In this article, we will learn how to invoke an API and process the data returned by the API using Azure Data Factory.
Applications typically host business logic in granular components to service a variety of internal and external needs. These components generally fall in the category of microservices and Application Programming Interfaces also known as APIs. For example, all the major popular e-commerce applications of the likes of Amazon, Walmart, and others offer their services in the form of APIs. They have their own e-commerce portal, but they also offer the usage of their APIs using which subscriber of these APIs can build their own custom applications as well. APIs allow applications to extend and reuse business logic, data, and processes in the form of service.

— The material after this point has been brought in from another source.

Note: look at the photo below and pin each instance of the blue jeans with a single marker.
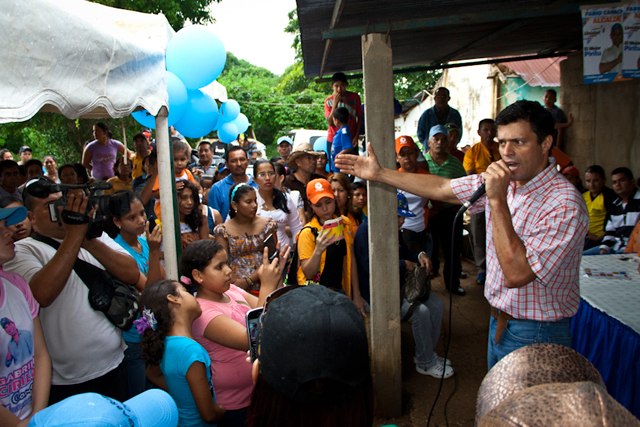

Data pipelines which are also known in general terms as Extract Transform Load mechanism, often process data using in-house custom-built logic. But when it comes to integrating or processing data from an external data source, often there is a need to use standard or 3rd party data processing logic or use data from 3rd party sources for referential purposes. Generally, as a standard mechanism, 3rd party systems expose their data or business process as a service i.e. in the form of APIs. These APIs can be invoked from data pipelines for the desired purpose of processing data. ETL frameworks like SSIS come ready with controls that support invoking of external APIs. On the Azure cloud platform, Azure Data Factory is the go-to service for building data pipelines. This article will show you how to integrate APIs into data pipelines with Azure Data Factory.
Before we start creating a data pipeline that can invoke an API, we need an API that we can invoke. Many services offer free usage of their APIs for a specific time and invoking frequency. Weather data is one such feature where one would want to show weather information on their portal but would not really build infrastructure to capture weather data from across the globe. A general approach would be to source this data from companies that provide this service by subscribing to their APIs. One such provider who provides weather data in the form of APIs is shown below.
One can subscribe to this service under their free plan to consume their APIs. To access an API, one needs to get authenticated with the provider of the API. There are various means of authentication, one of the most common ones is by using an API Key that is provided to the subscriber by the API Provider. Using the API key one can invoke the API by passing the key as a parameter in the API URL. An example of this is shown below.
When this API URL is invoked from the browser, it would result in the weather information of the location that is passed as a parameter in the URL. Shown below is the weather data for New York as the location using the API shown above.
All we need is an API with at least one API Key as the credential to invoke an API. Once this prerequisite is met; we can start creating the data pipeline.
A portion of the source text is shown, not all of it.